Nesta manobra de inversão, possivelmente a Susana adiantou-se e seguiu para diante, separando-se do carro do Mário. O Mário não se apercebeu disso, considerava que vinham atrás dele, como sempre o tinham feito.
A Susana foi andando, no meio do fumo, percorrendo cerca de 275 metros desde o início do troço, ficando parada a meio da faixa de rodagem, pouco atrás do carro de Anabela Antunes, que tinha batido no rail do lado direito. Ao seu lado esquerdo e um pouco atrás estava a viatura Ford Galaxy (2001) de Fernando Abreu.
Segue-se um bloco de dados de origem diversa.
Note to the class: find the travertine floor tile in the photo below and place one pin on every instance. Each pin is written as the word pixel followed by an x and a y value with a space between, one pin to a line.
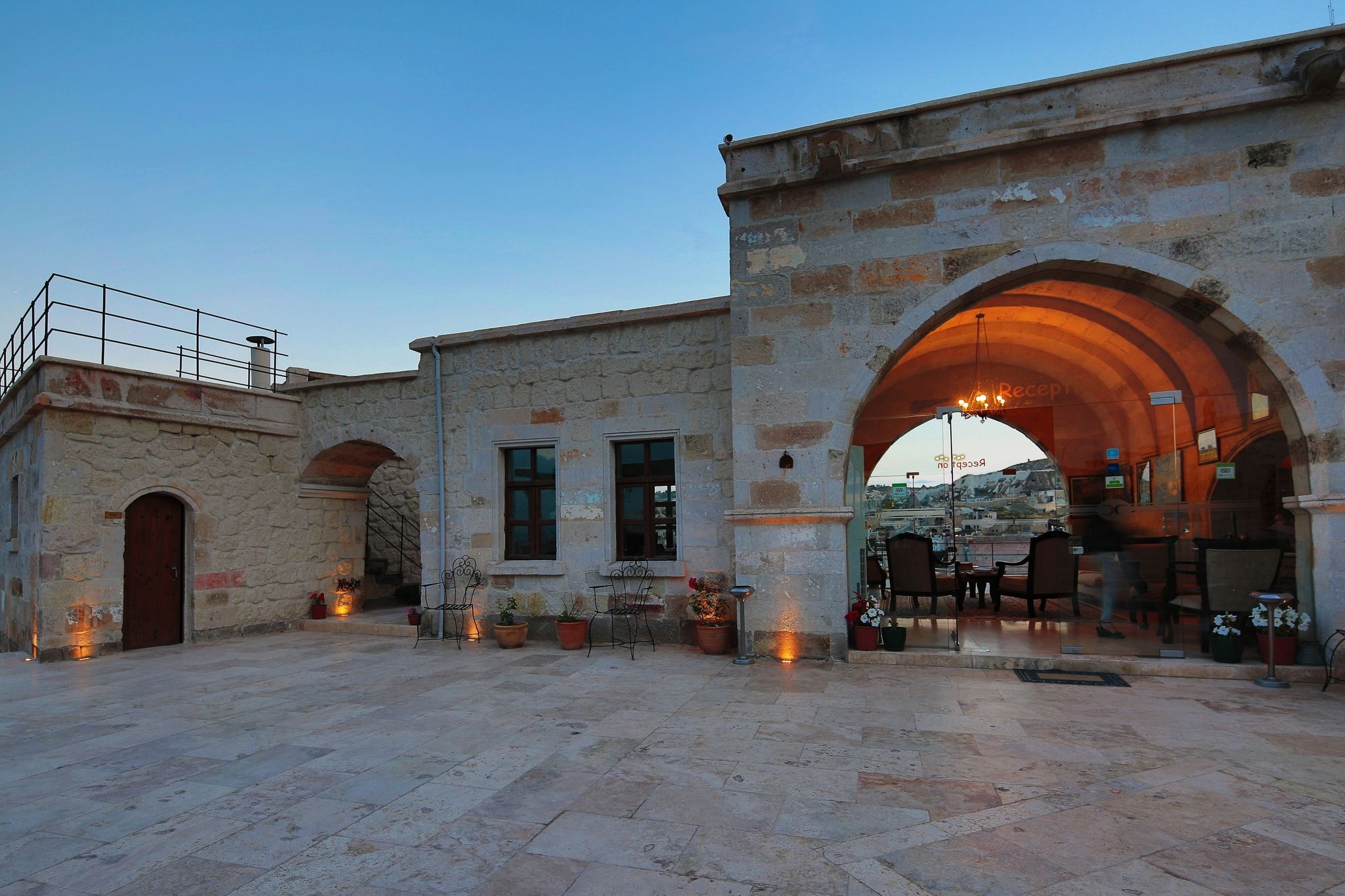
pixel 354 764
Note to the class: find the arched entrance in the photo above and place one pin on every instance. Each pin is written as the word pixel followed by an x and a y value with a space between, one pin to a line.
pixel 379 565
pixel 1140 397
pixel 154 572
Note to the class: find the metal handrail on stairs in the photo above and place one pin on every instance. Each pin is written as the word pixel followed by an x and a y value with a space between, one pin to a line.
pixel 396 530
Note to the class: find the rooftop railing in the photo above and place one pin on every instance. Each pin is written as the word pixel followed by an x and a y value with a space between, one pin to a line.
pixel 83 321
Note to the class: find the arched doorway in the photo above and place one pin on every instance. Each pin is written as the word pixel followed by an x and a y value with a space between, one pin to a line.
pixel 1139 401
pixel 375 491
pixel 154 572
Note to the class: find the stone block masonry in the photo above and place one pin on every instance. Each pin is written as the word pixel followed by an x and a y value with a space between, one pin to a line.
pixel 102 438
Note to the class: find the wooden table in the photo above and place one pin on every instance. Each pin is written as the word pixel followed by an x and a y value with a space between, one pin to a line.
pixel 983 579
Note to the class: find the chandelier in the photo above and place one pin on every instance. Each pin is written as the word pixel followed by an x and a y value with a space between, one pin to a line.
pixel 980 403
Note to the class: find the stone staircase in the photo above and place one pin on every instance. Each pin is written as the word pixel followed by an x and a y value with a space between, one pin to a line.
pixel 388 588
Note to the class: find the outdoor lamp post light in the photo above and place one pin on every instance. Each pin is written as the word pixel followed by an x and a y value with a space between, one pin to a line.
pixel 1272 603
pixel 742 594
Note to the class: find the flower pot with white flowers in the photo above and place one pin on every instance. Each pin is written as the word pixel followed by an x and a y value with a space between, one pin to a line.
pixel 1226 639
pixel 867 616
pixel 1289 622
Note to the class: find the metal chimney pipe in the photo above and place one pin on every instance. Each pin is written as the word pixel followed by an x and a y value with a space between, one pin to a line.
pixel 259 369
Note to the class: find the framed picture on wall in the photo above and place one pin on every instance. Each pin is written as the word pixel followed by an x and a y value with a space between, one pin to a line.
pixel 1167 479
pixel 1087 490
pixel 1093 490
pixel 1207 447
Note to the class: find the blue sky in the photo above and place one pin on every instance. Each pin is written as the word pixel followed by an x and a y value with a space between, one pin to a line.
pixel 362 174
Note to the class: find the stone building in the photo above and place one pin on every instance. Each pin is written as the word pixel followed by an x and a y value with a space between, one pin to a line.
pixel 1168 227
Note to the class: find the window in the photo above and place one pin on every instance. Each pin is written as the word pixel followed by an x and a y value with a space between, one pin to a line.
pixel 646 501
pixel 531 503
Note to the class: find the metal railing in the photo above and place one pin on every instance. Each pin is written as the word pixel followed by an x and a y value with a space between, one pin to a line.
pixel 396 530
pixel 69 315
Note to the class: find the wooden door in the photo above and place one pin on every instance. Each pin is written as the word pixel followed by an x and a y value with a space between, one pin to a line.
pixel 154 569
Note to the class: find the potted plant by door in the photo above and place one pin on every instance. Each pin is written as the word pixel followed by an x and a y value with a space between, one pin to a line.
pixel 1289 622
pixel 894 635
pixel 1226 639
pixel 508 631
pixel 712 612
pixel 866 616
pixel 571 628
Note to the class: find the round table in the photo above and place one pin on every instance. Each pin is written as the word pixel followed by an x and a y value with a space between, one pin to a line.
pixel 984 579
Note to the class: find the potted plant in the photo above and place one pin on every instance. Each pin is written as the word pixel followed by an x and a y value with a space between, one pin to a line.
pixel 1289 622
pixel 1226 639
pixel 712 612
pixel 866 615
pixel 894 635
pixel 571 628
pixel 508 631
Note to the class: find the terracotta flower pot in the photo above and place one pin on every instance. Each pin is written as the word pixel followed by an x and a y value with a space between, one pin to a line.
pixel 571 634
pixel 510 637
pixel 866 638
pixel 714 639
pixel 1226 649
pixel 1286 649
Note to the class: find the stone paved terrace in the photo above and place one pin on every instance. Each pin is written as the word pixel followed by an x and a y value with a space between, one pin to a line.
pixel 317 763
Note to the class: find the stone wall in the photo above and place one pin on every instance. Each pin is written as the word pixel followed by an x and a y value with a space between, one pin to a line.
pixel 21 458
pixel 229 455
pixel 1204 184
pixel 583 385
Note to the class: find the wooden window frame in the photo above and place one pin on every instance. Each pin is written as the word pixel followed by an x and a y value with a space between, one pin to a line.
pixel 649 483
pixel 535 490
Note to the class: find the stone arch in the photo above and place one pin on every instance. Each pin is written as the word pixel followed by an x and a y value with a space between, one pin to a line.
pixel 1207 302
pixel 346 454
pixel 184 491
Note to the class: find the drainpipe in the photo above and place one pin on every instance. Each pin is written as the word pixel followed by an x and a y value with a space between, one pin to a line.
pixel 439 444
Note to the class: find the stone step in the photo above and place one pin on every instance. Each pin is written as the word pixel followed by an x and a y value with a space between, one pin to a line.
pixel 1190 667
pixel 353 626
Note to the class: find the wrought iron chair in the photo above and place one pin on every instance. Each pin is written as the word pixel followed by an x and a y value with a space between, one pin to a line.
pixel 629 591
pixel 1149 565
pixel 459 587
pixel 1227 573
pixel 1052 572
pixel 911 572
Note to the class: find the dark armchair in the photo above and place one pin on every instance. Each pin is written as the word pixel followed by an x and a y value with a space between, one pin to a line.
pixel 1227 573
pixel 1052 572
pixel 911 572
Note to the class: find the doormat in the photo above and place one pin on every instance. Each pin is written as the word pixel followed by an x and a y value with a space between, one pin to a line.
pixel 1061 677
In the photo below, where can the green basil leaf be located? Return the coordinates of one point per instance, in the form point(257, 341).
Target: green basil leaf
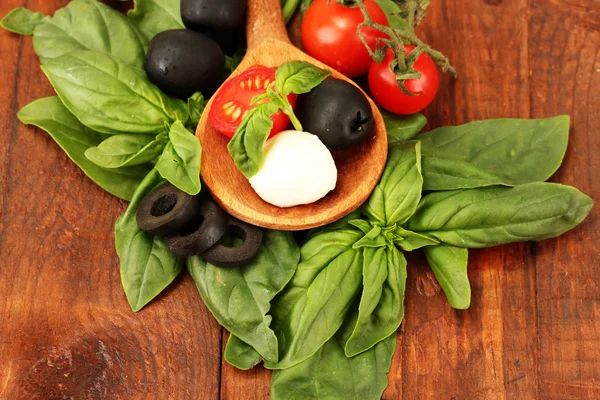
point(150, 17)
point(231, 63)
point(410, 241)
point(196, 105)
point(22, 21)
point(364, 226)
point(372, 239)
point(516, 151)
point(126, 150)
point(381, 308)
point(449, 264)
point(88, 25)
point(240, 354)
point(147, 265)
point(329, 374)
point(493, 216)
point(304, 6)
point(74, 138)
point(298, 77)
point(180, 160)
point(240, 298)
point(397, 195)
point(246, 147)
point(111, 96)
point(342, 223)
point(401, 128)
point(443, 173)
point(392, 11)
point(313, 305)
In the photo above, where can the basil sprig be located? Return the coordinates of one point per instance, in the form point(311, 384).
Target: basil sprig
point(247, 144)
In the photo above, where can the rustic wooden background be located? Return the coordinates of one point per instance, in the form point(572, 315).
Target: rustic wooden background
point(533, 329)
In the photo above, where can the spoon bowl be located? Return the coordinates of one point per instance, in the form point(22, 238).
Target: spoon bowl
point(359, 168)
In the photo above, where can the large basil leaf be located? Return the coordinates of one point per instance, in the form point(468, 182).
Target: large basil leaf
point(240, 298)
point(401, 128)
point(445, 174)
point(126, 150)
point(508, 151)
point(397, 195)
point(247, 146)
point(313, 305)
point(88, 25)
point(240, 354)
point(381, 306)
point(488, 217)
point(196, 104)
point(22, 21)
point(298, 77)
point(180, 161)
point(74, 138)
point(150, 17)
point(410, 241)
point(111, 96)
point(449, 264)
point(147, 265)
point(329, 374)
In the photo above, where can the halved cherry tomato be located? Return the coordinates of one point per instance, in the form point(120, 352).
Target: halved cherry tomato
point(232, 101)
point(385, 90)
point(329, 34)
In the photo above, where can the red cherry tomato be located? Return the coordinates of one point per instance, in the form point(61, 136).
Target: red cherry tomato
point(385, 90)
point(329, 34)
point(232, 101)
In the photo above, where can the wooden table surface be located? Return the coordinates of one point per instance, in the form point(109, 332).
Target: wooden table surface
point(533, 329)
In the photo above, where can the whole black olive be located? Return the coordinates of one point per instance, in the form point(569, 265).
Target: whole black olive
point(165, 210)
point(337, 112)
point(200, 233)
point(182, 62)
point(223, 255)
point(213, 15)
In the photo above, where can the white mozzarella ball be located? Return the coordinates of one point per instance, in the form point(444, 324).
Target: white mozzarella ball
point(297, 169)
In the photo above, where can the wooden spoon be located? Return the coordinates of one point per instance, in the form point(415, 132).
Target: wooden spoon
point(359, 168)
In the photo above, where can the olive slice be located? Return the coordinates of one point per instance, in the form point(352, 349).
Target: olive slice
point(165, 210)
point(200, 233)
point(231, 257)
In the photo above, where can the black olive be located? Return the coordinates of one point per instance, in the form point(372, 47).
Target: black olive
point(200, 233)
point(165, 210)
point(182, 62)
point(223, 255)
point(213, 15)
point(337, 112)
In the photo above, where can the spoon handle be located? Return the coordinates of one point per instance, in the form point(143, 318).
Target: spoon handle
point(265, 21)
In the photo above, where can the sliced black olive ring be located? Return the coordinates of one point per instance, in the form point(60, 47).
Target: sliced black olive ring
point(231, 257)
point(165, 210)
point(200, 233)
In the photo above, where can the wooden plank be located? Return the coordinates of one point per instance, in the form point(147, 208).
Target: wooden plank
point(67, 330)
point(565, 63)
point(488, 351)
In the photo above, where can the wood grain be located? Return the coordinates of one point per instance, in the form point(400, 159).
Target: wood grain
point(67, 330)
point(533, 329)
point(359, 168)
point(490, 350)
point(565, 60)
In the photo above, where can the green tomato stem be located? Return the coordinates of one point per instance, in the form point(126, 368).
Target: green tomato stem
point(289, 8)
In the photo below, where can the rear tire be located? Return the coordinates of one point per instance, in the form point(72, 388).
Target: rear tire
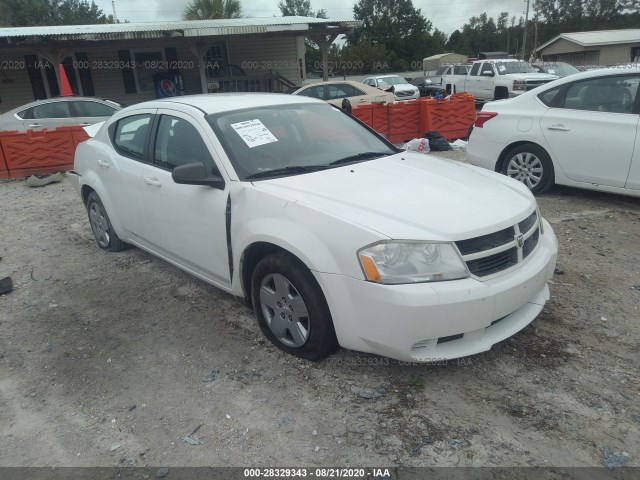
point(531, 165)
point(291, 309)
point(101, 227)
Possivelmente nesta paragem a viatura Ford Focus, que estava parada um pouco atrás terá batido no carro da Susana, pois este apresenta uma deformação na traseira, que aparenta ter sido causada por um embate traseiro.
O carro do Mário parou uns metros atras do carro da Susana. O Mário parou o carro e sentiu um carro bater-lhe na traseira. Como estava parado entre dois carros, o Mário não conseguia retirar o seu. Ao princípio pensou que o carro atrás dele fosse o da sua mulher e filhas. Ficou muito alarmado quando viu que começara a arder. Quis sair para ajudar a retirar as filhas. Pouco depois reconheceu que não era o carro da mulher.
Nessa altura chegou a língua de fogo, o vidro do para-brisas escureceu e deixou de ver para o exterior. O retrovisor que estava colado no interior do para-brisas, descolou-se e caiu. Desligou o motor e decidiu esperar. Observou que os retrovisores exteriores começaram a derreter e a descair.
Viu ainda uma pessoa que saíra de um carro, ao colocar-se em pé, o seu cabelo começou a arder. Pouco adiante a roupa começou a arder e a pessoa caiu no chão, à beira do carro. Depois levantou-se e continuou a andar, vindo a cair do lado direito da estrada, antes do pinheiro que caíra na estrada.
Teve a presença de espírito de manter os vidros do carro fechados e, apesar da insistência da mãe para saírem, foi firme a dizer que não deveriam sair. Deu indicações aos seus familiares para respirarem com calma, evitando gritar, para poupar o ar que tinham no carro. Sentiu que alguns carros à volta estavam a arder e ouvia os pneus de outros carros a rebentar.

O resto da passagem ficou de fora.